Dr. Singh’s area of expertise is the thoracic and abdominal aorta, the main blood vessel emanating from the heart and extending into the abdomen, where it bifurcates to the left and right iliac arteries. For a variety of reasons, the aorta can develop stenoses, dissect, or degenerate, which is called an aneurysm. It represents a focal weakening of the blood vessel wall and leads to a dilation of the vessel. This can be a very serious condition, because if an aneurysm ruptures, the mortality rate is between 80 and 90 percent. 

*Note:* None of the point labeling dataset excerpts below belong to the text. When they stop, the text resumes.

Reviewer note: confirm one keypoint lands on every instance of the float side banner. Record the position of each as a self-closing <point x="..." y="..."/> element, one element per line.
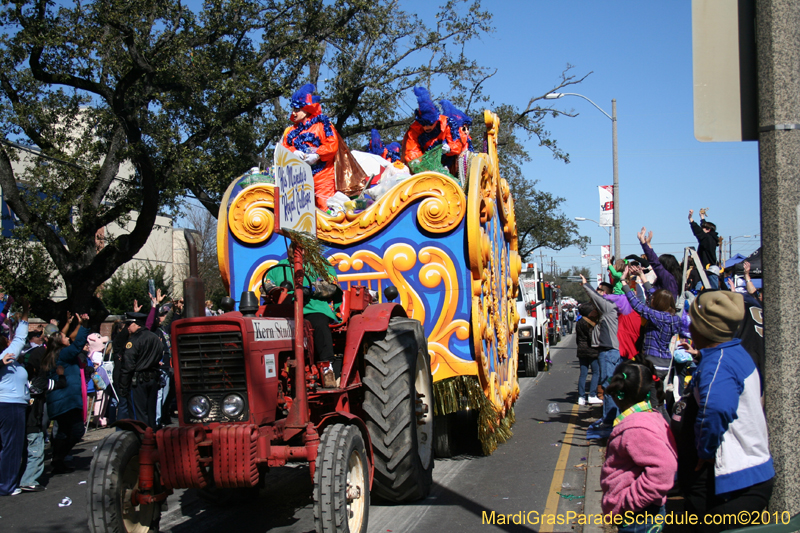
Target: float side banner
<point x="295" y="183"/>
<point x="606" y="205"/>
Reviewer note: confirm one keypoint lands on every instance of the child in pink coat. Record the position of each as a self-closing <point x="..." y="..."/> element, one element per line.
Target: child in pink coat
<point x="641" y="456"/>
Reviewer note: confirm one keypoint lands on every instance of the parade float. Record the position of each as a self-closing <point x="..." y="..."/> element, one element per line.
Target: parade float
<point x="448" y="244"/>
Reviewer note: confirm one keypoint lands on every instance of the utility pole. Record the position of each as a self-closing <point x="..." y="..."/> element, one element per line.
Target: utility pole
<point x="541" y="255"/>
<point x="617" y="252"/>
<point x="778" y="61"/>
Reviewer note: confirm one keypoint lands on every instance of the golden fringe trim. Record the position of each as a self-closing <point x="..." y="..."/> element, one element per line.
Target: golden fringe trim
<point x="462" y="392"/>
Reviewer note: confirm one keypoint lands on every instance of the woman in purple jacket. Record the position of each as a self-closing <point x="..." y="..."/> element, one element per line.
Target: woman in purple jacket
<point x="667" y="268"/>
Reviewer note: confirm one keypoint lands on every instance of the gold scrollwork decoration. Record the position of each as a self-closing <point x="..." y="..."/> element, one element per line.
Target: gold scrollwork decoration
<point x="438" y="270"/>
<point x="251" y="218"/>
<point x="441" y="210"/>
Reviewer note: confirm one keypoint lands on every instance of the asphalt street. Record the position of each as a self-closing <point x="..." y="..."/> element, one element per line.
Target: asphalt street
<point x="524" y="474"/>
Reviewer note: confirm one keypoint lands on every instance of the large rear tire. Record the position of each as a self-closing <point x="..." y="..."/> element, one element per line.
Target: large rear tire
<point x="398" y="402"/>
<point x="113" y="476"/>
<point x="341" y="481"/>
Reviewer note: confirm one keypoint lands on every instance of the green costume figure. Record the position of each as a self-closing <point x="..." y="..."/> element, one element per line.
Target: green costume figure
<point x="316" y="310"/>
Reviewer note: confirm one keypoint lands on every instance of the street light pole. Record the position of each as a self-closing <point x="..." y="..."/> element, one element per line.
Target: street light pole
<point x="615" y="161"/>
<point x="615" y="192"/>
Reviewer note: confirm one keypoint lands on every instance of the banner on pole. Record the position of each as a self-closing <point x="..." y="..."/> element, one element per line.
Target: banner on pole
<point x="295" y="199"/>
<point x="605" y="252"/>
<point x="606" y="205"/>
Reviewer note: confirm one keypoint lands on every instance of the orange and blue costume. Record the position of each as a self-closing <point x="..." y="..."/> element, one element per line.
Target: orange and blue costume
<point x="315" y="139"/>
<point x="418" y="141"/>
<point x="459" y="123"/>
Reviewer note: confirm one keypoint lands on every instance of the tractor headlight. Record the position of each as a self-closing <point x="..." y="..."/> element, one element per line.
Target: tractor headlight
<point x="232" y="405"/>
<point x="199" y="406"/>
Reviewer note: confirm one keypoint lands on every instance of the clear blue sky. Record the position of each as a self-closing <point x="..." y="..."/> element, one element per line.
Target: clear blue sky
<point x="640" y="53"/>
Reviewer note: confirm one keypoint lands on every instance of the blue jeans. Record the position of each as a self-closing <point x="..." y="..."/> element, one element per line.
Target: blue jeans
<point x="609" y="360"/>
<point x="12" y="444"/>
<point x="163" y="392"/>
<point x="646" y="517"/>
<point x="35" y="465"/>
<point x="587" y="363"/>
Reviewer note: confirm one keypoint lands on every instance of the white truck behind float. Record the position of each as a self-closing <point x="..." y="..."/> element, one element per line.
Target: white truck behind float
<point x="534" y="344"/>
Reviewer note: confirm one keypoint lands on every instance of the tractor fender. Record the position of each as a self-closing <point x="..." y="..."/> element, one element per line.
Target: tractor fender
<point x="374" y="318"/>
<point x="136" y="426"/>
<point x="350" y="419"/>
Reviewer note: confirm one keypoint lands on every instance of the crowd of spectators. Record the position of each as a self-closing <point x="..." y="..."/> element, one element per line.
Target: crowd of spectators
<point x="682" y="402"/>
<point x="58" y="380"/>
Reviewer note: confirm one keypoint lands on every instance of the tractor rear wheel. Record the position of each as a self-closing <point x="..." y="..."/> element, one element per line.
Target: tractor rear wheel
<point x="398" y="402"/>
<point x="113" y="477"/>
<point x="341" y="481"/>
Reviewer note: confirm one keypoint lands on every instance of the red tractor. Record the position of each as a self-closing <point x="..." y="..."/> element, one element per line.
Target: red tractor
<point x="251" y="397"/>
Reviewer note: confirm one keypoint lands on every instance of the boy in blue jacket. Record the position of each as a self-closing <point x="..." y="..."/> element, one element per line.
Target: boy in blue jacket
<point x="732" y="470"/>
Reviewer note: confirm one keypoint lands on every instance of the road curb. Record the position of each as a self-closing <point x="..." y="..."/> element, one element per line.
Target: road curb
<point x="594" y="494"/>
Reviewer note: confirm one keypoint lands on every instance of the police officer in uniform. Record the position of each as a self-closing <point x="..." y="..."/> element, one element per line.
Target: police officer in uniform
<point x="140" y="368"/>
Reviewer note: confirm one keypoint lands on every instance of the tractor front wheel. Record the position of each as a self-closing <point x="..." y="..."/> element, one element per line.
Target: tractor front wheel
<point x="341" y="481"/>
<point x="398" y="402"/>
<point x="113" y="477"/>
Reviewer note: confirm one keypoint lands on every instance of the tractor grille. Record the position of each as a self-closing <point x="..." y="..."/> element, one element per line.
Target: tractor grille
<point x="212" y="364"/>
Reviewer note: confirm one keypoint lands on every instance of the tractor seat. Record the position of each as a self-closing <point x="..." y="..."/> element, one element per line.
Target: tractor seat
<point x="354" y="300"/>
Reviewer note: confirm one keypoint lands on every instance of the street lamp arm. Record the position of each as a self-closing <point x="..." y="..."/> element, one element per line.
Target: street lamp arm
<point x="552" y="96"/>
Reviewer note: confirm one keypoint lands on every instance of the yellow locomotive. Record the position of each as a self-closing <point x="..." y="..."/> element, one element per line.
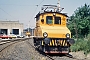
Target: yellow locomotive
<point x="51" y="34"/>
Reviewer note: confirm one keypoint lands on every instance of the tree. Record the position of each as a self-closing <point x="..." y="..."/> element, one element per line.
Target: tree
<point x="79" y="22"/>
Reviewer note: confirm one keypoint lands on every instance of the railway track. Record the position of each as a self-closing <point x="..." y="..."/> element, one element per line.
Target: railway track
<point x="6" y="43"/>
<point x="48" y="57"/>
<point x="43" y="56"/>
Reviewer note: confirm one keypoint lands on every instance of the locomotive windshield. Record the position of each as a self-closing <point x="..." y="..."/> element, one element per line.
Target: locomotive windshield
<point x="49" y="19"/>
<point x="57" y="20"/>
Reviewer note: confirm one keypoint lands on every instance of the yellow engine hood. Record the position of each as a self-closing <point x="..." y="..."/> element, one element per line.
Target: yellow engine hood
<point x="55" y="31"/>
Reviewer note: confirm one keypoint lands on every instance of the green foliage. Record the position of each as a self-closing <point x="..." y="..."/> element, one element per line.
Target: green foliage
<point x="79" y="22"/>
<point x="82" y="45"/>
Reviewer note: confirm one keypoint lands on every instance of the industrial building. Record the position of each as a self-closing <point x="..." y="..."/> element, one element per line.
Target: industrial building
<point x="11" y="27"/>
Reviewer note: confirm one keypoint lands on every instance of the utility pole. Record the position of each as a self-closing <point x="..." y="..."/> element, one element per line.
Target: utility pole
<point x="58" y="4"/>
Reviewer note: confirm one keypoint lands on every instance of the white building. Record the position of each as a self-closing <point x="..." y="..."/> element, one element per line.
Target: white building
<point x="11" y="27"/>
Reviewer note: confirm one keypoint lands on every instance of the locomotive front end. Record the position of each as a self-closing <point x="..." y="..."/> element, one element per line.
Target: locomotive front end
<point x="51" y="32"/>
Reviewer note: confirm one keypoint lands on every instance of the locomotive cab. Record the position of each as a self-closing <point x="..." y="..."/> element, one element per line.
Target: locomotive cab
<point x="51" y="34"/>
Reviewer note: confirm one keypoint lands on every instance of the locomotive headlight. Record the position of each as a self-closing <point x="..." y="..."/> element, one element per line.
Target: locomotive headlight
<point x="67" y="35"/>
<point x="45" y="34"/>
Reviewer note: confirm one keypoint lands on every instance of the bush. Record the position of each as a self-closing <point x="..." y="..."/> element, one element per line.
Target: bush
<point x="82" y="45"/>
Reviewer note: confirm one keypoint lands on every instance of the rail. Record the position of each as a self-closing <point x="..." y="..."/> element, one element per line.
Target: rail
<point x="6" y="43"/>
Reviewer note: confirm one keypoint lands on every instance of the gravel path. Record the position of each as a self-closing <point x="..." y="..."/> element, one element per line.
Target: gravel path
<point x="23" y="51"/>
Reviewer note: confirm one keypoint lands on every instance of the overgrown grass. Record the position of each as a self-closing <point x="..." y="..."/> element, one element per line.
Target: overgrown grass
<point x="82" y="45"/>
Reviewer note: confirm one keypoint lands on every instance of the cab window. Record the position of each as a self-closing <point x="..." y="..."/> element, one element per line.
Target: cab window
<point x="49" y="19"/>
<point x="57" y="20"/>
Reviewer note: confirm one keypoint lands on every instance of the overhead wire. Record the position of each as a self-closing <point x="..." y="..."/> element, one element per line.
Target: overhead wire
<point x="6" y="13"/>
<point x="36" y="9"/>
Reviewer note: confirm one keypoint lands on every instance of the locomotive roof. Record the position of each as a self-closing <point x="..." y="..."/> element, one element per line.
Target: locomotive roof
<point x="50" y="12"/>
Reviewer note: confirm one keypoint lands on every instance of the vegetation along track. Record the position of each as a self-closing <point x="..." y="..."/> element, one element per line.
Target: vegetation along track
<point x="6" y="43"/>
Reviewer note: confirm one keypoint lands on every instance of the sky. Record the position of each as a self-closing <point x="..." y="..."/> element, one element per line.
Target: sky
<point x="24" y="11"/>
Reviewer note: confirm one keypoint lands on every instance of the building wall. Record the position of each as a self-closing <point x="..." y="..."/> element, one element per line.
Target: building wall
<point x="11" y="25"/>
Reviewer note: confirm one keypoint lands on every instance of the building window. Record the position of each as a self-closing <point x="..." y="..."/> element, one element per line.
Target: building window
<point x="57" y="20"/>
<point x="49" y="19"/>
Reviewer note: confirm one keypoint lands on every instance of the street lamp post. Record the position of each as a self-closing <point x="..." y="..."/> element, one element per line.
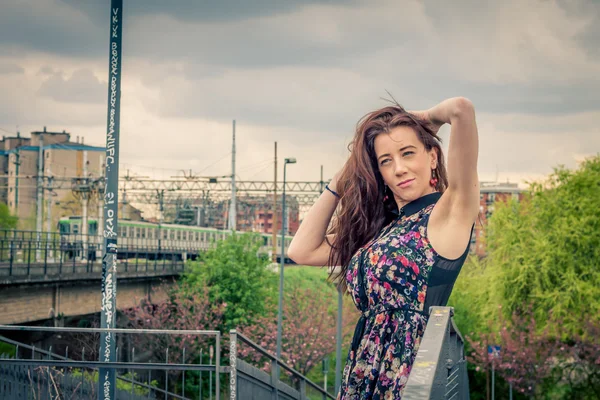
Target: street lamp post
<point x="283" y="221"/>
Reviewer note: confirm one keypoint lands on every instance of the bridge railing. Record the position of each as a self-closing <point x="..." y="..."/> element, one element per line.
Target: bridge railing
<point x="37" y="373"/>
<point x="23" y="254"/>
<point x="440" y="368"/>
<point x="246" y="382"/>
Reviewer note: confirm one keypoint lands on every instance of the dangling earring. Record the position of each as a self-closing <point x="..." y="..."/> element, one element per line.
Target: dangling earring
<point x="433" y="181"/>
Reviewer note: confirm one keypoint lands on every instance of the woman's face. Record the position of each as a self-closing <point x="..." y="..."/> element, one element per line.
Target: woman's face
<point x="405" y="164"/>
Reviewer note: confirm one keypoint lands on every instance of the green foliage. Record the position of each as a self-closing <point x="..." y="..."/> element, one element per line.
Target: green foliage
<point x="122" y="385"/>
<point x="237" y="275"/>
<point x="546" y="249"/>
<point x="7" y="221"/>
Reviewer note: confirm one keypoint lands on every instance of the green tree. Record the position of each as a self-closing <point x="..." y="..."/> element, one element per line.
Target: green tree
<point x="237" y="275"/>
<point x="7" y="221"/>
<point x="545" y="250"/>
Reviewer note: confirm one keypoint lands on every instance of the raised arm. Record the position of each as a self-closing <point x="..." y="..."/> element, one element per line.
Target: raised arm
<point x="462" y="195"/>
<point x="310" y="246"/>
<point x="451" y="220"/>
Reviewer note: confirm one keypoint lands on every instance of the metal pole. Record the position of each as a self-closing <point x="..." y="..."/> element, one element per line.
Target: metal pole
<point x="493" y="382"/>
<point x="338" y="345"/>
<point x="49" y="216"/>
<point x="274" y="219"/>
<point x="17" y="163"/>
<point x="84" y="200"/>
<point x="232" y="208"/>
<point x="100" y="196"/>
<point x="280" y="306"/>
<point x="106" y="381"/>
<point x="40" y="196"/>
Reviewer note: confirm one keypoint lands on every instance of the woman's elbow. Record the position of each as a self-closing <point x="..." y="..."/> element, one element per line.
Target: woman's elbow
<point x="294" y="254"/>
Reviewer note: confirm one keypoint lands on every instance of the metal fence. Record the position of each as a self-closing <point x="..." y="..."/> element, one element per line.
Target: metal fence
<point x="250" y="383"/>
<point x="440" y="368"/>
<point x="24" y="254"/>
<point x="156" y="372"/>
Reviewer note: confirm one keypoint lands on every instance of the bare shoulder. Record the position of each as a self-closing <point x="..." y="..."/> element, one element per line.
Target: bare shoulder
<point x="451" y="221"/>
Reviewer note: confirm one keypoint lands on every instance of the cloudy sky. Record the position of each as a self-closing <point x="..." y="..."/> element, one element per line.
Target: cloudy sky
<point x="302" y="73"/>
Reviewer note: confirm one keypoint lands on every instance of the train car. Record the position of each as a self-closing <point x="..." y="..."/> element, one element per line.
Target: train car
<point x="154" y="240"/>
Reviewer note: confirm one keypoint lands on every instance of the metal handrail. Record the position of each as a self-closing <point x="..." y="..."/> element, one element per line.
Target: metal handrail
<point x="234" y="336"/>
<point x="148" y="366"/>
<point x="436" y="357"/>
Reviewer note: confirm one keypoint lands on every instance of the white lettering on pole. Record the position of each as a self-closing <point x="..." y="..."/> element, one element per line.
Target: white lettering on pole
<point x="109" y="227"/>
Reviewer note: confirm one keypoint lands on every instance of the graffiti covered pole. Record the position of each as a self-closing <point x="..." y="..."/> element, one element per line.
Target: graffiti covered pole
<point x="106" y="381"/>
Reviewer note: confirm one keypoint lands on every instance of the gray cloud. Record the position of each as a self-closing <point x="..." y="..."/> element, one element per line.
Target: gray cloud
<point x="9" y="68"/>
<point x="303" y="72"/>
<point x="200" y="11"/>
<point x="81" y="87"/>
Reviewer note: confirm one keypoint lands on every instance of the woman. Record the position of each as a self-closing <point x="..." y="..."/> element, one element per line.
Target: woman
<point x="401" y="235"/>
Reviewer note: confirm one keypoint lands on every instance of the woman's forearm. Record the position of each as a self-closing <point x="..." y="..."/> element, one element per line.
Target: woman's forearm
<point x="312" y="231"/>
<point x="449" y="110"/>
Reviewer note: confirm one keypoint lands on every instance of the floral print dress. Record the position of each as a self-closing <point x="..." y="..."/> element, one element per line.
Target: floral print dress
<point x="389" y="280"/>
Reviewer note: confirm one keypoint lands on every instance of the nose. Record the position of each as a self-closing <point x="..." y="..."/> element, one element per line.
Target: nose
<point x="400" y="169"/>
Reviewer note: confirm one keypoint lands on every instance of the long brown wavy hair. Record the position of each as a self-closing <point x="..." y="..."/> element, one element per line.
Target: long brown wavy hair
<point x="362" y="212"/>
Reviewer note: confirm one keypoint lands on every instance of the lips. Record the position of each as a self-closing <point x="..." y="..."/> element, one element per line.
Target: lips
<point x="405" y="183"/>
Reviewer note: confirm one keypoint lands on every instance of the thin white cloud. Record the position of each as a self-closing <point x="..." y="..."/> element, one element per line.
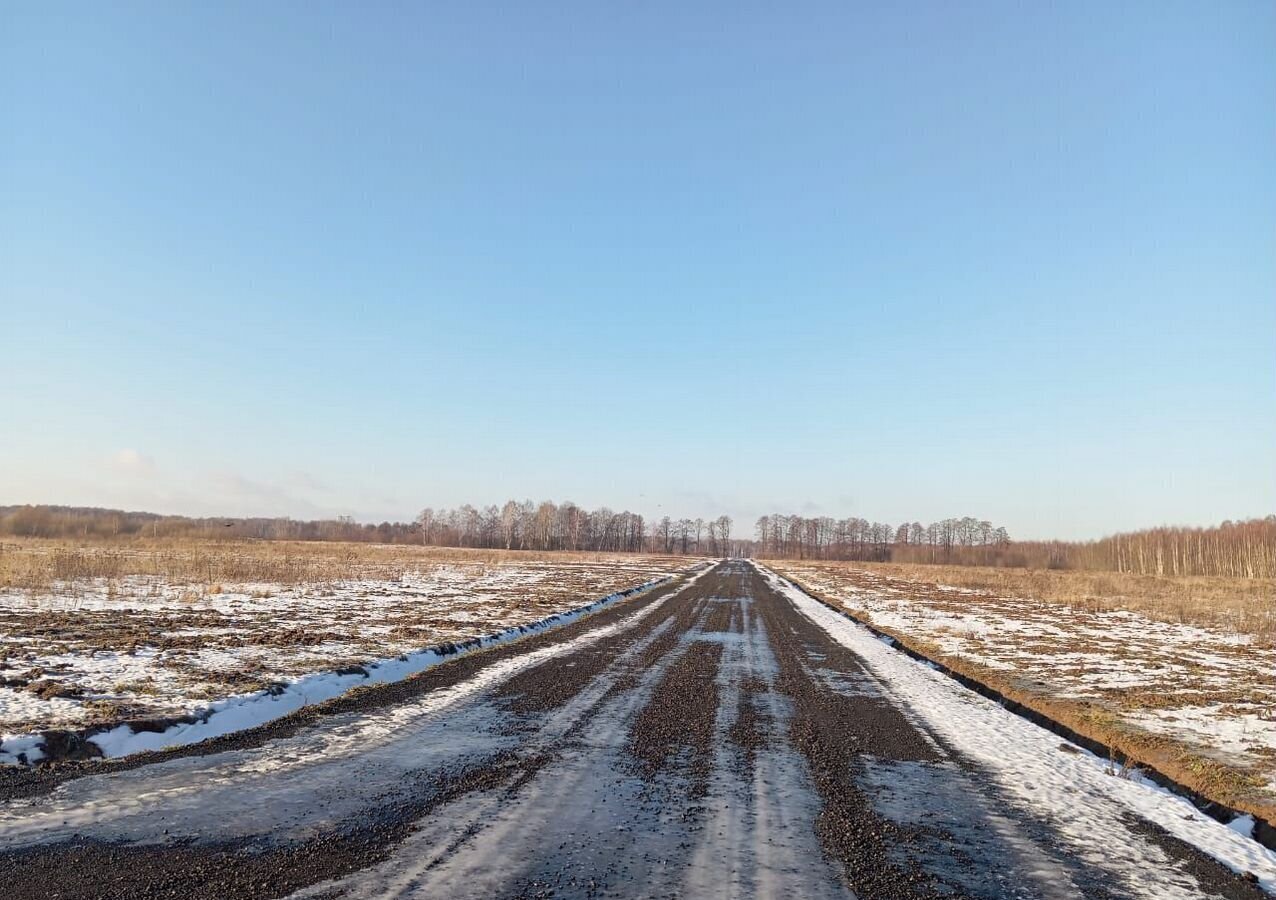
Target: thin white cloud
<point x="133" y="462"/>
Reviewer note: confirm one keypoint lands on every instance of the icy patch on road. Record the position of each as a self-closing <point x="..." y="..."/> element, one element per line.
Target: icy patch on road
<point x="1072" y="789"/>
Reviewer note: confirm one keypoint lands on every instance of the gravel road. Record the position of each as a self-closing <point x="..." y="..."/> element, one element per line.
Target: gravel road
<point x="702" y="739"/>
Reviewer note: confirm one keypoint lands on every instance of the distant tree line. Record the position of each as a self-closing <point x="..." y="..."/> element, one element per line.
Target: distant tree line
<point x="970" y="540"/>
<point x="512" y="526"/>
<point x="1233" y="549"/>
<point x="565" y="526"/>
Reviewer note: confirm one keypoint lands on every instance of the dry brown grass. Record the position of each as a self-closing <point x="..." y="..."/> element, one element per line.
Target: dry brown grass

Traditionally, aneurysms have been managed with large incisions to perform open surgical repair. “However, the standard of care has changed,” Dr. Singh says. “Patients often request ‘the least invasive way to fix my aneurysm that is not going to change my long-term quality of life.’ The good news is that we can offer patients a less invasive aneurysm repair where they can essentially walk out of the hospital the following morning with nothing more than a small bandage covering the needle puncture on the top of both thighs. It’s a tremendous advancement in patient care. These less invasive treatment options improve patient care, reduce recovery time, shorten hospital length of stay, and reduce the risk of future aneurysm rupture. These less invasive repairs can be offered for aneurysms in the chest, abdomen, and pelvis.” 

Dr. Singh oversees several aortic clinical trials that are underway and acknowledges that such trials will “expand treatment indications and hopefully improve vascular care for all patients.

“People deserve to receive high-quality care performed at a spectacular institution, which Shadyside is,” Dr. Singh states. “We’re very fortunate to have state-of-the-art resources and cutting-edge technology here. UPMC is at the leading edge of technology advancement, and we expect to stay there for many decades to come.”